Nearly every business along the northern shore of Lake Tahoe benefits from tourism, a new study finds, but tourism marketing efforts are supported solely by a bed tax.
That raises a question for the North Lake Tahoe Resort Association: How can it ensure that other businesses which benefit from tourism pay their share of attracting visitors to the region? Steve Teshara, executive director of the resort association based at Tahoe City, Calif., said last week it's likely that some sort of self-assessment might be proposed for companies that benefit from tourism but don't currently support the marketing effort.
That, he acknowledged, might be a tricky proposition as tourism officials look for a funding mechanism that's not a tax but still ensures that businesses pay a fair share of marketing costs.
Tourism, the new study finds, accounts for 70 percent of the employment and two-thirds of the earnings for communities around the north shore of Lake Tahoe.
And the effects of tourism aren't limited to businesses in lodging, food service and recreation.
About 60 percent of the retail trade in the region is tied either directly or indirectly to visitor spending.
So is 54 percent of its construction and 76 percent of the market for rental real estate, says the study by Dean Runyan Associates of Portland, Ore.
"Tourism is a key part of our economy," said Teshara.
Among major findings of the $43,000 study:
* Visitors to the north Lake Tahoe area spent $355 million in 2002.
Although travel spending increased by an annual average of 3.1 percent from 1997 through 2002, most of the increase occurred in the late 1990s.
* Tourism directly generated 5,000 jobs with total earnings of $111 million in the north Lake Tahoe area the study didn't include Incline Village or Truckee while visitor-related construction and real estate activity created another 1,000 jobs.
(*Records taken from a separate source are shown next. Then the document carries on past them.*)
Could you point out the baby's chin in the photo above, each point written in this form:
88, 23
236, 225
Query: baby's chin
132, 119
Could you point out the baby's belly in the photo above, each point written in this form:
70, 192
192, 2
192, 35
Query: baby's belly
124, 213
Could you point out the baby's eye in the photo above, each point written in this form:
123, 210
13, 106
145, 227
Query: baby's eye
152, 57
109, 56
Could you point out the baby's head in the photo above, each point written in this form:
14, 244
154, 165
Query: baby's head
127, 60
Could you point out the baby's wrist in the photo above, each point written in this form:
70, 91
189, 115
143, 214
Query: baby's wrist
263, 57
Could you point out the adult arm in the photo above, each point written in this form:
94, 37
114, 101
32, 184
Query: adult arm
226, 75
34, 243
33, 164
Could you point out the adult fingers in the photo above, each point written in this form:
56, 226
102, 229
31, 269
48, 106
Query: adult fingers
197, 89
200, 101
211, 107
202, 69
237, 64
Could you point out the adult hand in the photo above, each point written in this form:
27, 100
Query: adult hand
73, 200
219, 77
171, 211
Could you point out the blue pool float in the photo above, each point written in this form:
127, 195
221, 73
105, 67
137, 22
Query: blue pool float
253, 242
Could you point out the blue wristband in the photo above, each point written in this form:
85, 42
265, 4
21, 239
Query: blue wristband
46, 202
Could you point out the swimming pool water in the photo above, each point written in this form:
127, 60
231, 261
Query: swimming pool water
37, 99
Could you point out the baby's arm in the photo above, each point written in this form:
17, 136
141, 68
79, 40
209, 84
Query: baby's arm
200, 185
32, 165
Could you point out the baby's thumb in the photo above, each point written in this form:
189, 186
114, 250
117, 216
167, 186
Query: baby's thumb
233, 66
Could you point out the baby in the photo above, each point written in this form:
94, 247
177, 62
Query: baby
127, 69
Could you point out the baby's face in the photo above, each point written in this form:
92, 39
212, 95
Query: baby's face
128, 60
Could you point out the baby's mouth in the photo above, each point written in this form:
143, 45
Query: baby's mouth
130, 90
As visitor-related dollars flowed through the economy, another 900 jobs were created.
* Average annual earnings in the area were $28,000 in 2002.
Looking at other major resort markets in the West, Dean Runyan found that average wages ranged from $41,400 at Aspen, Colo., to $24,500 at Park City, Utah.
* Median household income in the area is $48,500.
Again, that lags other Western resorts.
The median household income at Vail, Colo., is $62,700; the figure at Park City is $65,000.
* About 40 percent of the earnings in the north Lake Tahoe area are dependent on the leisure industry.
That's the highest of any of the six resort markets studied by Dean Runyan.
At Aspen, for instance, 22 percent of the earnings were leisure-related; at Sun Valley, Idaho, the figure was 15 percent.
* Visitors in 2002 spent $74 million on lodging (including condominiums and rented homes), $75 million on food and drink, $128 million on recreation and $79 million on retail purchases.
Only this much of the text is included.